By Liz Hoffman, and Leslie Scism 

TIAA-CREF plans to buy rival Nuveen Investments for $6.25 billion including debt, a giant deal aimed at catapulting the firm into the big leagues of money management.

The deal, also the largest in the sector since the financial crisis, will vault the combined company into the 20 largest U.S. money managers by assets, much closer to mutual-fund heavyweights BlackRock Inc., Vanguard Group and Fidelity Investments. The value of the deal includes debt.

Together, the two firms will have about $800 billion in assets, executives from both companies said Sunday.

"It's a win for us, it's a win for Nuveen, and it's a win for clients have trusted us with their money," TIAA-CREF Chief Executive Roger Ferguson Jr. said in an interview.

Both TIAA-CREF and Nuveen are quiet players in the asset-management industry, and the deal caught some analysts by surprise. The deal will transform New York-based TIAA-CREF, known largely as a provider of retirement-income products, into a firm with broader asset-management capabilities, including a deeper institutional client base and municipal bond funds, say analysts and industry observers.

Perhaps most important for TIAA-CREF, the addition of Nuveen will allow the firm a greater distribution channel in the U.S. and abroad, where TIAA-CREF doesn't sell its mutual funds, says Laura Lutton, an analyst with fund-research firm Morningstar Inc.

Mutual funds rely heavily on third-party distributors to market their funds to investors.

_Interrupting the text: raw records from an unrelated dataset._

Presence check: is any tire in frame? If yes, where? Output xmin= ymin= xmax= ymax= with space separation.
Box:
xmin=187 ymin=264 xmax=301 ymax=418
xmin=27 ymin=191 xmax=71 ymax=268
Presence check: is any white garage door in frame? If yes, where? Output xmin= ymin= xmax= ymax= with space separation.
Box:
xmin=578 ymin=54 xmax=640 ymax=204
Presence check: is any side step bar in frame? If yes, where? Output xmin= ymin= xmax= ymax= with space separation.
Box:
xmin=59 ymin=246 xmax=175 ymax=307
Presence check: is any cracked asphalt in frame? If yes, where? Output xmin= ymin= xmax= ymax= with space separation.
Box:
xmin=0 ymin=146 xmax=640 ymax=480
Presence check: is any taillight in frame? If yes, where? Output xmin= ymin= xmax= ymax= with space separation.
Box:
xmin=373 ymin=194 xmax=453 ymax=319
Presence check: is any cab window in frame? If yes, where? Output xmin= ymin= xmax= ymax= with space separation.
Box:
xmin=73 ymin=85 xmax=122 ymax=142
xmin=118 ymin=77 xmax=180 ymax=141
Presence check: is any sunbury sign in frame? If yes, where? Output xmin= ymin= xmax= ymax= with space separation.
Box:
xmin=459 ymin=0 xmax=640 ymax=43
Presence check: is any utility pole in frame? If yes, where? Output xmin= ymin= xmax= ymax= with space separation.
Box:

Those relationships are important in remaining competitive.

TIAA-CREF is a 96-year-old company that specializes in serving the academic and nonprofit worlds, with many college professors and administrators putting their savings in its retirement-income vehicles. The firm, with about $570 billion of assets, also sells low-cost mutual funds, life insurance and other products to the public, and has about 4.8 million individual clients.

The two firms will operate independently and will retain both names, according to TIAA-CREF.

Nuveen, based in Chicago, was founded in 1898 as a bond underwriter. It focused on investing in municipal bonds, which still make up a big chunk of its $221 billion of assets under management, through the 1990s, when it started branching into other products. It has diversified into stocks, corporate credit and real estate, and is the largest manager of U.S. closed-end funds, a type of investment fund that is listed on a stock exchange. Nuveen's revenue has grown to just over $1 billion last year from about $680 million in 2009, regulatory filings show.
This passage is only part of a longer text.